Call for Publications
Theme: Geopolitics and Glocalism
Publication: Glocalism: Journal of culture, politics and innovation
Date: Issue No. 1/2020
“Glocalism”, a peer-reviewed, open-access and cross-disciplinary
journal, is currently accepting manuscripts for publication.
Already in Land und Meer, Carl Schmitt set out the hypothesis where
contemporaneity itself produces a second “spatial revolution” after
the one marked by the conquest of the oceans between the 16th and
17th centuries. The introduction of the air element into the modern
contraposition between land and sea would provoke a geopolitical as
well as existential shift. Land is, in fact, the only surface on
where it is possible to draw and defend a clearly defined border and
thus is the only place by definition where territory can transform
itself into a meaningful social and political community.
Local, interregional and trans-border socioeconomic mobility,
communication technologies, global markets, new technologies and the
“cyber” dimension, all impose a continental dimension to some
processes of government in such a way that augments the porosity of
territorial confines which in turn become increasingly more fluid in
the same way as the identities crossing them.
Looking at globalization from an exclusively global perspective can
nurture the feeling of “disorientation” in the face of the porosity
of borders and the remodulation of the relationship between inclusion
and exclusion within modern sovereignty.
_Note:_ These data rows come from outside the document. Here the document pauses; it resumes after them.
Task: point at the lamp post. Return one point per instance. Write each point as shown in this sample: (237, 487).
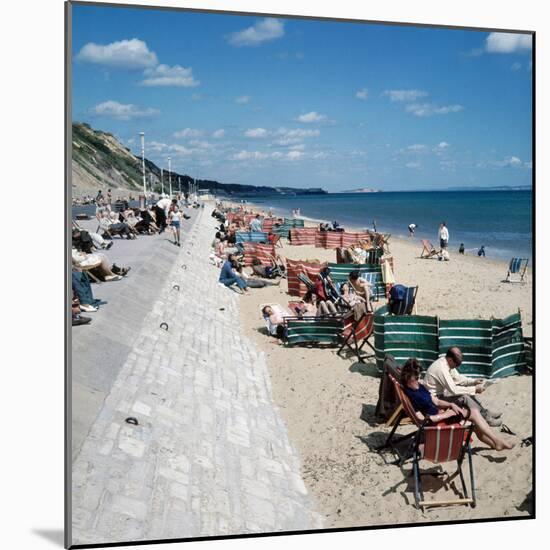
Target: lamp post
(170, 174)
(142, 135)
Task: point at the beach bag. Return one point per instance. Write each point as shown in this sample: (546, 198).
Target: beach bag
(398, 294)
(81, 285)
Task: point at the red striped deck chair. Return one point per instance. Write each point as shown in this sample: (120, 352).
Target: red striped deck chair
(294, 268)
(328, 239)
(440, 444)
(263, 252)
(302, 236)
(357, 333)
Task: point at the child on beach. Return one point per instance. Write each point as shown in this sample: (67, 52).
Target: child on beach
(175, 221)
(437, 410)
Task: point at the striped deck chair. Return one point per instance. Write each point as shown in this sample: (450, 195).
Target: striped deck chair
(356, 334)
(263, 252)
(251, 236)
(405, 336)
(518, 266)
(302, 236)
(428, 249)
(314, 330)
(510, 355)
(440, 444)
(404, 410)
(370, 272)
(296, 287)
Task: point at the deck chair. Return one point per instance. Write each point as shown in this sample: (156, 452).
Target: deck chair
(406, 410)
(314, 330)
(428, 249)
(307, 281)
(518, 266)
(440, 444)
(356, 334)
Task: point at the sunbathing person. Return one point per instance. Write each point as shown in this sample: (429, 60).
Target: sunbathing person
(229, 276)
(276, 322)
(111, 226)
(362, 288)
(350, 298)
(102, 266)
(438, 410)
(317, 307)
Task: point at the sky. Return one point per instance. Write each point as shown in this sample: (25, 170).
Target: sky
(307, 103)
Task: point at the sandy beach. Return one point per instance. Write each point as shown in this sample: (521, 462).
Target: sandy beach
(328, 402)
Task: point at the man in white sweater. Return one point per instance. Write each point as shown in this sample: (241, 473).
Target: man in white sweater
(444, 381)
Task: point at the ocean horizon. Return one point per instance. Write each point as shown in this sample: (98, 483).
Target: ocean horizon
(499, 220)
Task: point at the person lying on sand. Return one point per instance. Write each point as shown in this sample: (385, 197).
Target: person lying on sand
(438, 410)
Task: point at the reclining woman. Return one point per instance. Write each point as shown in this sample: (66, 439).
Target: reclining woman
(362, 288)
(438, 410)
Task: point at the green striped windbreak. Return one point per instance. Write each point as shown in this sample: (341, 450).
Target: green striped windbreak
(405, 336)
(339, 273)
(287, 225)
(509, 353)
(314, 330)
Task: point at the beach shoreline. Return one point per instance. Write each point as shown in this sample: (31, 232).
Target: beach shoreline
(327, 401)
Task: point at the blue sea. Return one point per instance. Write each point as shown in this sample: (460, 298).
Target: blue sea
(500, 220)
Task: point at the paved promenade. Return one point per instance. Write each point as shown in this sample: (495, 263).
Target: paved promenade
(210, 455)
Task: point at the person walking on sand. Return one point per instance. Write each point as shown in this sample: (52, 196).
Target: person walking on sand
(443, 380)
(443, 236)
(175, 222)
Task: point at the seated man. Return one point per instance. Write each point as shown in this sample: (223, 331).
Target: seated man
(444, 381)
(111, 226)
(256, 224)
(361, 287)
(229, 277)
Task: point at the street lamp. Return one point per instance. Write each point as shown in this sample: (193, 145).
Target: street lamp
(170, 175)
(142, 135)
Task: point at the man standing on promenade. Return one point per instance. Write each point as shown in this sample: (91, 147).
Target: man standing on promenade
(161, 210)
(444, 381)
(443, 236)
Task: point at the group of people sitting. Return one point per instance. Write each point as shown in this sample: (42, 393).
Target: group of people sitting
(446, 396)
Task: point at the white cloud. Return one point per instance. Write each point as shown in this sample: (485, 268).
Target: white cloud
(114, 109)
(256, 133)
(188, 132)
(501, 42)
(164, 75)
(294, 155)
(430, 109)
(124, 54)
(296, 135)
(416, 147)
(310, 117)
(263, 31)
(405, 95)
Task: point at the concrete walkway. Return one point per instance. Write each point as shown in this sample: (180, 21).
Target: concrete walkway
(210, 455)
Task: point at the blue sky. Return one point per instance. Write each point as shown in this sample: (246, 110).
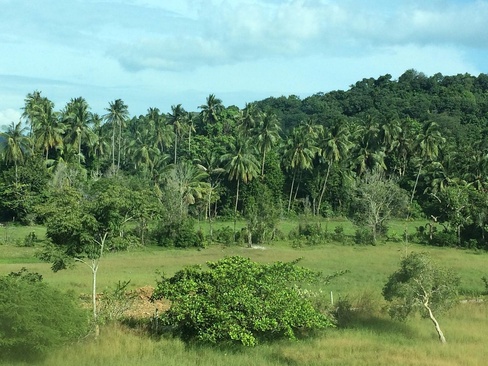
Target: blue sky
(155, 53)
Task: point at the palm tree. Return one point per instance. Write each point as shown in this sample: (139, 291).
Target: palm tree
(249, 119)
(189, 182)
(31, 101)
(48, 129)
(162, 131)
(101, 144)
(334, 146)
(427, 145)
(15, 145)
(176, 118)
(210, 163)
(241, 164)
(143, 151)
(211, 111)
(268, 134)
(118, 113)
(299, 152)
(78, 118)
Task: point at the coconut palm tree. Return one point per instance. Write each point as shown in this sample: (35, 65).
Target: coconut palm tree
(118, 113)
(241, 164)
(77, 119)
(188, 180)
(334, 146)
(427, 145)
(298, 155)
(14, 145)
(48, 129)
(268, 135)
(211, 110)
(177, 119)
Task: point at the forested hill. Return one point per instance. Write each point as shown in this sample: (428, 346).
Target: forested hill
(452, 101)
(427, 134)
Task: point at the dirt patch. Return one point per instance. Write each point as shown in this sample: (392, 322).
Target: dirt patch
(143, 307)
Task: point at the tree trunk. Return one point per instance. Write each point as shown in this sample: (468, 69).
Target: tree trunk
(415, 185)
(436, 323)
(291, 190)
(323, 187)
(262, 163)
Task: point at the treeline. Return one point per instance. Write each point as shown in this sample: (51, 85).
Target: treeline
(275, 157)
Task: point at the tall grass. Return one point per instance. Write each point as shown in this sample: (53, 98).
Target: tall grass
(371, 338)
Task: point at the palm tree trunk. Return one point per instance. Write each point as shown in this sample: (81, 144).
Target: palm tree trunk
(323, 187)
(176, 147)
(235, 210)
(415, 185)
(291, 190)
(113, 144)
(436, 323)
(120, 141)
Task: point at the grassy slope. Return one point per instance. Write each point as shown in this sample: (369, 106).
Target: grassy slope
(376, 340)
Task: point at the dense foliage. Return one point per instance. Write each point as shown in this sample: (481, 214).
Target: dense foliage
(237, 300)
(427, 134)
(421, 286)
(35, 317)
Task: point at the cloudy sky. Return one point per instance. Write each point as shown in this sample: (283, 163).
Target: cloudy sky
(156, 53)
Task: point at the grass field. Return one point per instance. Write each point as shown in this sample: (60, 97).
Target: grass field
(372, 339)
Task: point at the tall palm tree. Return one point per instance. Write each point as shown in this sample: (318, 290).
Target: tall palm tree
(15, 145)
(210, 163)
(334, 146)
(190, 184)
(118, 113)
(77, 119)
(249, 119)
(211, 110)
(268, 134)
(162, 131)
(101, 144)
(31, 101)
(176, 119)
(241, 164)
(299, 152)
(48, 129)
(427, 145)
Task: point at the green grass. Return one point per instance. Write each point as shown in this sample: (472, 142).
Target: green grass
(372, 339)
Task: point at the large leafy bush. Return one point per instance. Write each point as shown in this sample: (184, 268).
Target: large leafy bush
(238, 300)
(35, 317)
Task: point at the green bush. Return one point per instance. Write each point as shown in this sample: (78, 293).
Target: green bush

It is not by chance that the
so-called “sovereignist” political forces around the world are
claiming the power of decision against supra-state entities and, more
generally, are in opposition to every form of power external to
national borders (and thus able to plunge the Westphalian triad of
political power, population and territory into a state of crisis),
while the rhetoric of populist voices from both the left and right
crash against those who represent the “global élite”.
The geopolitical outlook further complicates the scene by way of its
point of view which focusses on the concept of “strategic interest”.
What is the strategic interest of a country or a population and how
does it change in the face the interdependence between states in the
world order as we know it today? How is the geopolitical outlook and
supra-state structuring of the world order organized between them?
What relationship is there between the first and the crisis being
felt by the second? Can we possibly find a synthesis of the conflict
between land, sea and air? A glocal perspective could help in
responding to these and other questions.
We welcome studies in any field, with or without comparative
approach, that address both practical effects and theoretical import.
Articles can be in any language and length chosen by the author,
while its abstract and keywords have to be in English.
Deadline: January 31, 2020.
This issue is scheduled to appear at end-March 2020.